Hay un debate encendido sobre la reforma del artículo 135 de la Carta Magna, como no podía ser de otra forma, siendo la segunda reforma del texto constitucional desde su aprobación. El modo en que se ha tramitado el cambio, sin debate ni voto del ciudadano, y con una rapidez asombrosa, ha indignado a gran parte de la ciudadanía y clase política.
Las declaraciones del PSOE y el PP no dejan de ser una cortina de humo para esconder una realidad bastante evidente: se nos ha forzado a recoger en nuestro ordenamiento jurídico el compromiso con los acreedores de la deuda pública del país. Seguramente a cambio de que el Banco Central Europeo siga comprando deuda pública y no vayamos a una intervención segura, o algo peor (la salida del Euro).

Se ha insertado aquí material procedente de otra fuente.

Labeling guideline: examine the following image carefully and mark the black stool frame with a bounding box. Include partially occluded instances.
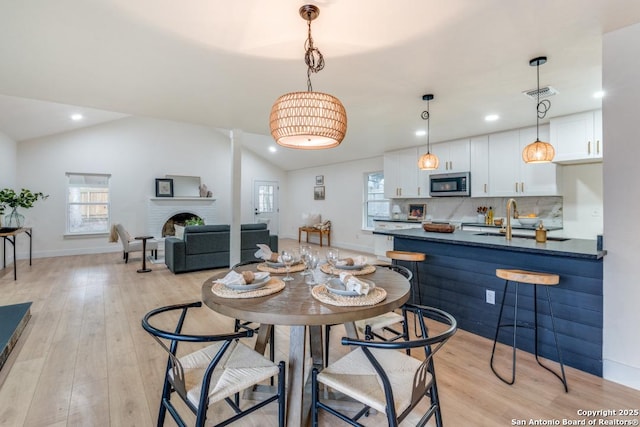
[490,280,569,392]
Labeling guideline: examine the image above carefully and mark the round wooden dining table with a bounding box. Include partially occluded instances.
[202,264,410,427]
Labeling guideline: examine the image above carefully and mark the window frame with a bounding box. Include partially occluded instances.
[64,172,111,237]
[362,170,391,230]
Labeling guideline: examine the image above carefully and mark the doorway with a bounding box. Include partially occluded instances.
[253,180,280,235]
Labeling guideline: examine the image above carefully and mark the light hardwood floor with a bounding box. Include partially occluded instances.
[0,240,640,427]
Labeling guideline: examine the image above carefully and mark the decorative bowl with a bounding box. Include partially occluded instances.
[518,216,540,227]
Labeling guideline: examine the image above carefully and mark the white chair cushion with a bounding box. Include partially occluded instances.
[356,311,404,333]
[318,348,424,413]
[169,341,278,407]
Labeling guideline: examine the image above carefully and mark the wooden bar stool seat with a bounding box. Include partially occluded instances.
[490,268,569,392]
[386,251,427,305]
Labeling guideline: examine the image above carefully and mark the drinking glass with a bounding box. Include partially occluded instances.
[327,249,340,273]
[280,251,293,282]
[300,245,311,276]
[304,251,320,285]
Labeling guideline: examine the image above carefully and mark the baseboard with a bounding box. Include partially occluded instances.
[602,359,640,390]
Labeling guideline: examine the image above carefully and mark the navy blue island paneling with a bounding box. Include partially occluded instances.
[375,229,604,376]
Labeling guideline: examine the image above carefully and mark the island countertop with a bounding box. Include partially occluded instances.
[373,228,606,259]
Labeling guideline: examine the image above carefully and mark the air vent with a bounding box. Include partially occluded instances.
[522,86,558,101]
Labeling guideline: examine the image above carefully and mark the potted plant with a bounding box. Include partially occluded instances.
[0,188,49,228]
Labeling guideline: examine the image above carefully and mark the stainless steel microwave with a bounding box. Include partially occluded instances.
[429,172,471,197]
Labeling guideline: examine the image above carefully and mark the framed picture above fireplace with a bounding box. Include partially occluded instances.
[156,178,173,197]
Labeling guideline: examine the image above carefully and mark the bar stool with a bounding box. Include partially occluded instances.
[386,251,427,305]
[490,268,569,392]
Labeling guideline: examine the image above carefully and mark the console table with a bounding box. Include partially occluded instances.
[298,227,331,247]
[0,227,33,280]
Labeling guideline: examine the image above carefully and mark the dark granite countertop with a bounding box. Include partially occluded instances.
[373,228,606,259]
[461,220,562,231]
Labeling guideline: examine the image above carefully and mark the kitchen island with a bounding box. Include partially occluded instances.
[374,228,606,376]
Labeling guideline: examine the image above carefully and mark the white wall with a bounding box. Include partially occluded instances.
[15,117,282,257]
[561,163,603,239]
[280,157,383,253]
[603,24,640,389]
[0,132,17,189]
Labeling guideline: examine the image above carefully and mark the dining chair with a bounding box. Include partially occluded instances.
[231,259,276,362]
[324,264,413,366]
[112,224,158,264]
[311,304,457,427]
[142,301,285,427]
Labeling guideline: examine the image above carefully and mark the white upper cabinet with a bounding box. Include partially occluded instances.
[422,138,471,173]
[490,125,559,197]
[469,135,490,197]
[384,147,423,199]
[549,110,603,164]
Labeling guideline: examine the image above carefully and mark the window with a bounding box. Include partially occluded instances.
[67,173,111,234]
[364,171,389,228]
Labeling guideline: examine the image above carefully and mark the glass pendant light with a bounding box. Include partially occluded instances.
[269,4,347,150]
[522,56,556,163]
[418,93,440,170]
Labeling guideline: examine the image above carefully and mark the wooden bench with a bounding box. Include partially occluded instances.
[298,227,331,247]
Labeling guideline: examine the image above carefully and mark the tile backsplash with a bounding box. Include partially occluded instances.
[390,196,562,227]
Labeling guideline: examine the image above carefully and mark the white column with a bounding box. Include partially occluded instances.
[229,129,243,266]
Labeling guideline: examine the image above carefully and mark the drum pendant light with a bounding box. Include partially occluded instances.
[418,93,440,170]
[522,56,556,163]
[269,5,347,150]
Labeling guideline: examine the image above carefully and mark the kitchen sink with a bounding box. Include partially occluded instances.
[476,232,569,242]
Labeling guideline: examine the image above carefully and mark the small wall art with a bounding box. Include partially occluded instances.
[407,205,427,220]
[313,185,324,200]
[156,178,173,197]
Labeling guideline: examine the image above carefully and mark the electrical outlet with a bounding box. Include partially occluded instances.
[485,289,496,304]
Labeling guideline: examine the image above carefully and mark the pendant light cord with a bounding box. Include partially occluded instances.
[304,12,324,92]
[420,108,431,154]
[536,62,551,141]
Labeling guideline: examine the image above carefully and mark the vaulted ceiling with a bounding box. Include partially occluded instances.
[0,0,640,170]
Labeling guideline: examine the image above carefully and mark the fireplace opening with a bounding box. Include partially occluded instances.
[162,212,203,237]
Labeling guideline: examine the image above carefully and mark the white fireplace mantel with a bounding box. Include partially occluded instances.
[147,197,216,237]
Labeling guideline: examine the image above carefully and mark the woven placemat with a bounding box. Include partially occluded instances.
[211,277,284,298]
[256,262,305,274]
[311,284,387,307]
[320,264,376,276]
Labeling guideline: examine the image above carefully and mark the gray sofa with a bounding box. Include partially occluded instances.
[164,224,278,273]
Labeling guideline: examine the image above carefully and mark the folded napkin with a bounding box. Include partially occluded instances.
[253,244,282,262]
[340,272,376,295]
[336,255,367,267]
[216,270,269,286]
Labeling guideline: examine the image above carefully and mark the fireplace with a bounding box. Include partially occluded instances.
[147,197,216,237]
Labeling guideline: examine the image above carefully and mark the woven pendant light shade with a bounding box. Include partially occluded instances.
[269,91,347,150]
[522,140,556,163]
[418,153,440,170]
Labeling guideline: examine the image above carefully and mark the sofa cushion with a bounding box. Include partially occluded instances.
[240,223,267,231]
[184,224,231,233]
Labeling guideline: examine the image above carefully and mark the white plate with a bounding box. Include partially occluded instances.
[336,264,367,270]
[225,272,271,291]
[325,277,373,297]
[265,261,302,268]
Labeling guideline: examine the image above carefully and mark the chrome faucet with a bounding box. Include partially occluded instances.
[505,199,517,240]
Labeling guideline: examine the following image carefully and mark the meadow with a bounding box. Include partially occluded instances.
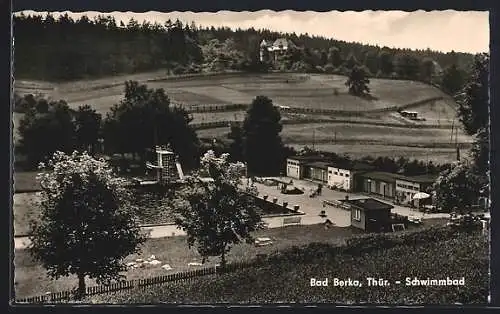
[14,225,357,298]
[15,73,452,113]
[81,226,489,305]
[14,219,450,298]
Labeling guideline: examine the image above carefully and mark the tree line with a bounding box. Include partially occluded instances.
[14,14,472,93]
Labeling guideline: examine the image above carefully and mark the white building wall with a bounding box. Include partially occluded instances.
[396,180,420,203]
[328,167,353,191]
[286,159,301,179]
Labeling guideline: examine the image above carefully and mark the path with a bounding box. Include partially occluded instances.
[14,178,449,249]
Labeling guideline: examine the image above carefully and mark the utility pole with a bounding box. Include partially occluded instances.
[313,129,316,151]
[450,120,455,144]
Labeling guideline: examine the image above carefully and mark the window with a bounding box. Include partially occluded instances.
[353,209,361,221]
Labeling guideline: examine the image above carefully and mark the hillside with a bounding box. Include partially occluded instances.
[14,73,454,113]
[14,14,472,82]
[14,71,472,163]
[86,228,489,304]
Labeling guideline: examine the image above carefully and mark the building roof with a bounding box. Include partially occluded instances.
[260,39,271,47]
[361,171,408,183]
[288,156,328,162]
[400,174,438,183]
[306,161,330,170]
[344,198,394,210]
[330,161,375,171]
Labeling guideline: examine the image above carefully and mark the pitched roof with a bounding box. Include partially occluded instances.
[361,171,408,183]
[273,38,290,47]
[401,174,438,183]
[344,198,394,210]
[331,161,375,171]
[288,156,328,163]
[306,161,330,169]
[260,39,271,47]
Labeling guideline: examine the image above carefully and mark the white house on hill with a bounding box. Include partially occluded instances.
[260,38,297,62]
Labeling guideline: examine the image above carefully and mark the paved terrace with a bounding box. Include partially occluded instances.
[14,177,449,249]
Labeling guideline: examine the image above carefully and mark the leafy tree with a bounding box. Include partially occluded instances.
[345,66,370,96]
[30,152,146,297]
[243,96,283,175]
[456,54,490,175]
[344,54,359,70]
[75,105,101,153]
[378,51,394,75]
[433,163,481,212]
[441,64,465,95]
[395,53,420,80]
[17,101,75,168]
[104,81,199,169]
[363,51,379,74]
[174,151,262,267]
[227,124,244,162]
[328,47,343,67]
[420,58,434,83]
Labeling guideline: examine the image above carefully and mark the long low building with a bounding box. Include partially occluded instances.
[287,156,437,205]
[328,162,373,192]
[358,172,437,205]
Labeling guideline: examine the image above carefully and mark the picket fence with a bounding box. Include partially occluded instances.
[16,259,261,304]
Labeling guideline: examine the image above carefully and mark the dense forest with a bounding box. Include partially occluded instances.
[14,14,473,88]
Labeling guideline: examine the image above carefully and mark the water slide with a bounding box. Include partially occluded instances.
[175,162,184,180]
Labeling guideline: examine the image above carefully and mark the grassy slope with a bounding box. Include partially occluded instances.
[89,231,489,304]
[14,225,356,298]
[13,73,448,112]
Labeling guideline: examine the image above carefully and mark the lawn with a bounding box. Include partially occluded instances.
[14,225,357,298]
[85,226,489,305]
[13,185,296,236]
[17,72,450,118]
[197,123,472,148]
[282,123,472,146]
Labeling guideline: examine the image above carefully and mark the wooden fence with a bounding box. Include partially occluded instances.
[16,259,262,303]
[178,96,444,116]
[190,118,451,130]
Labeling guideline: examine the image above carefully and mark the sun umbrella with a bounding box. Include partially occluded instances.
[412,192,431,200]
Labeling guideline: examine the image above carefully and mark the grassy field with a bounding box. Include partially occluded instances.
[16,73,450,113]
[14,225,356,298]
[290,144,464,164]
[81,226,489,305]
[14,219,450,298]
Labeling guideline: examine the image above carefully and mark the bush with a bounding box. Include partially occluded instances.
[172,64,186,75]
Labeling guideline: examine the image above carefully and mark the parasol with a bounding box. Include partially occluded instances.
[412,192,431,200]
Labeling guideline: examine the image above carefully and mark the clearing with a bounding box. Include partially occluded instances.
[14,219,444,298]
[85,231,489,305]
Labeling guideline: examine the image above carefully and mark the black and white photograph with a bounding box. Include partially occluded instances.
[11,10,491,306]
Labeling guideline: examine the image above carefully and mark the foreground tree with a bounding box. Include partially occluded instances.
[75,105,101,154]
[456,54,490,176]
[345,66,370,96]
[30,152,146,298]
[243,96,284,175]
[227,124,244,162]
[17,100,76,169]
[173,151,262,267]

Sin embargo los manifestantes anti reforma no lo han tenido fácil para justificar su indignación. Si la protesta es contra la obligación constitucional de que las administraciones públicas no se puedan endeudar de forma estructural, me parece una soberana tontería o contradicción ideológica.

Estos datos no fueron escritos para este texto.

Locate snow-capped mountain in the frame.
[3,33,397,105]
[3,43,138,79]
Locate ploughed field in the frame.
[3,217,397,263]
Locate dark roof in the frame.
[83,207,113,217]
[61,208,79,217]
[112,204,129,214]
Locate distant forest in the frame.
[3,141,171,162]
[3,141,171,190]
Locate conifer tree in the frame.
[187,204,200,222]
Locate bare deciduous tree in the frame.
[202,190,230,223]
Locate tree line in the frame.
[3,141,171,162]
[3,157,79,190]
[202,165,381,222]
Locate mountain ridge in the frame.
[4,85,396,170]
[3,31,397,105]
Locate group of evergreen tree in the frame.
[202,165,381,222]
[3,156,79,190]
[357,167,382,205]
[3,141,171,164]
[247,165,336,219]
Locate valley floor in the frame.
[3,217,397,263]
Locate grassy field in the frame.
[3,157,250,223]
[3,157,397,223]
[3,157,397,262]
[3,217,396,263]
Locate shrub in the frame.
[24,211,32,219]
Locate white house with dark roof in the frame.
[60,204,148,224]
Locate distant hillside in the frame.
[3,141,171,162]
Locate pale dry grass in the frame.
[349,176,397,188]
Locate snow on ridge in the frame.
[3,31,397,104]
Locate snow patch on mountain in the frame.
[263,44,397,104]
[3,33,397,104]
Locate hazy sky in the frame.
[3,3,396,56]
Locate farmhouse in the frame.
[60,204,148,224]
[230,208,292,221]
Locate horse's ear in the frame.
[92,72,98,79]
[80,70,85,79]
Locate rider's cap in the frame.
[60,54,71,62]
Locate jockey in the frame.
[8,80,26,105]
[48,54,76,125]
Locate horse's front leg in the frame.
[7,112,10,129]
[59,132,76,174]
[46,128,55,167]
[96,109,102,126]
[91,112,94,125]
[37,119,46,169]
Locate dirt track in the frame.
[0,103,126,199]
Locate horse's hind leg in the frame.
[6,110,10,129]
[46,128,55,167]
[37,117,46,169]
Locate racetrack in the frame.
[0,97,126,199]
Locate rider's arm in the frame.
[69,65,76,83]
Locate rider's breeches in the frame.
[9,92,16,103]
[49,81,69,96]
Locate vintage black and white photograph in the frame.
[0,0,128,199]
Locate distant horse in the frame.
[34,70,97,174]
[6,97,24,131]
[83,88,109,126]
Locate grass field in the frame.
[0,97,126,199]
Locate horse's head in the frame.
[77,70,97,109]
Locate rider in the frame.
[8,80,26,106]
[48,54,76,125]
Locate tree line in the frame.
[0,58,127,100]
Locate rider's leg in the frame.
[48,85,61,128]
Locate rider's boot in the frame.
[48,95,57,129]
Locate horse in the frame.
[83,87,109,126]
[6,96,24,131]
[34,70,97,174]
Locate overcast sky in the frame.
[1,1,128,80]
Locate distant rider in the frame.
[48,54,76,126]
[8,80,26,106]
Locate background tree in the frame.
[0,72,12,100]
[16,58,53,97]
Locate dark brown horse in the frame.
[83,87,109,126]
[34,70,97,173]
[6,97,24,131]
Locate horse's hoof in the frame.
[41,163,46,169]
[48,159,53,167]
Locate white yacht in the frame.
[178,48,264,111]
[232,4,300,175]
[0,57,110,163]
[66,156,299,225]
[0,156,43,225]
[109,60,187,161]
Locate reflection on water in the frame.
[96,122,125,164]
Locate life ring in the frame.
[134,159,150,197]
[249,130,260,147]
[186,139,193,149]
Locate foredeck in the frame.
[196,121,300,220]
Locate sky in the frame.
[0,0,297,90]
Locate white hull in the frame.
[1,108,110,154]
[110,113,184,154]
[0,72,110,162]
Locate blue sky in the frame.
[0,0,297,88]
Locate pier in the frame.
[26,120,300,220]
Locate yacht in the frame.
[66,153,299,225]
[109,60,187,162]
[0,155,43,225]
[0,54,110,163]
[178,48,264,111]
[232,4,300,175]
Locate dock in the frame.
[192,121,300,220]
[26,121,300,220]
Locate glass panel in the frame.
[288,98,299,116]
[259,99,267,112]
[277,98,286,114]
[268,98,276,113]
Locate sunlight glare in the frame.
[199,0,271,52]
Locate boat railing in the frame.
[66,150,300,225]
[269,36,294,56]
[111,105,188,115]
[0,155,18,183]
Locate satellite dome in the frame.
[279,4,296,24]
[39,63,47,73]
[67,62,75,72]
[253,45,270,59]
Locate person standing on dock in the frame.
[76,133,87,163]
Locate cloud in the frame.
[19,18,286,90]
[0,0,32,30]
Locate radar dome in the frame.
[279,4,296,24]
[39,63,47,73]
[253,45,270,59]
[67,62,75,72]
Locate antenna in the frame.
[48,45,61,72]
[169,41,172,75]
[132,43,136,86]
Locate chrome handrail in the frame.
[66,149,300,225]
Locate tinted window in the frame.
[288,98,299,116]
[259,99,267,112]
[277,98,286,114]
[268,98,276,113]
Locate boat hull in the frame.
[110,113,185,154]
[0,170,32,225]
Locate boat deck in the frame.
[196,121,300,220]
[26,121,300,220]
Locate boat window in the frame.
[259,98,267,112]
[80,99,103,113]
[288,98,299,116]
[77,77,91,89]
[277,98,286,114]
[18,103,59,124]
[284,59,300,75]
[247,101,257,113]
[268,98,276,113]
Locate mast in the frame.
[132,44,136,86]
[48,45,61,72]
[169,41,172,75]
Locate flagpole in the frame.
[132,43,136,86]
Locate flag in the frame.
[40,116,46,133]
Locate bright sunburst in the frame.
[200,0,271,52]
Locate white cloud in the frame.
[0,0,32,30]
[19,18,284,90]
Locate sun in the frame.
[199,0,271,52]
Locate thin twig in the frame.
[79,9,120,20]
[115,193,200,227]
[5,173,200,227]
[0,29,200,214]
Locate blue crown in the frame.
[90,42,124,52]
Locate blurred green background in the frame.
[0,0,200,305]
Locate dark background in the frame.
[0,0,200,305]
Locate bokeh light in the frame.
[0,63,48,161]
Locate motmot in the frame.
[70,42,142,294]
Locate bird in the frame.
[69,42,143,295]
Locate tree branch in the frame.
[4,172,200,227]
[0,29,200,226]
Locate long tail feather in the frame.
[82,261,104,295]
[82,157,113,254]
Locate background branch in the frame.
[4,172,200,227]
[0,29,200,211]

Si el Estado, la comunidad de vecinos o una familia gasta más de lo que ingresa de forma constante, tendrá que pedir préstamos para cubrir el desfase. Mientras los mercados internacionales, comuneros o bancos nos concedan financiación, podremos ir tirando, con la rémora de que entre los gastos se añade devolver los créditos y los intereses. Cuando los acreedores empiecen a aumentarnos los intereses, preocupados por nuestra solvencia, la cosa empeorará. Y llegará un momento en que nos obligarán a aportar más garantías o, simplemente, nos cortarán el grifo. Y al no poder generar ingresos ficticios procedentes del endeudamiento, tendremos que cortar gasto de forma dramática y desapalancarnos, sí o sí.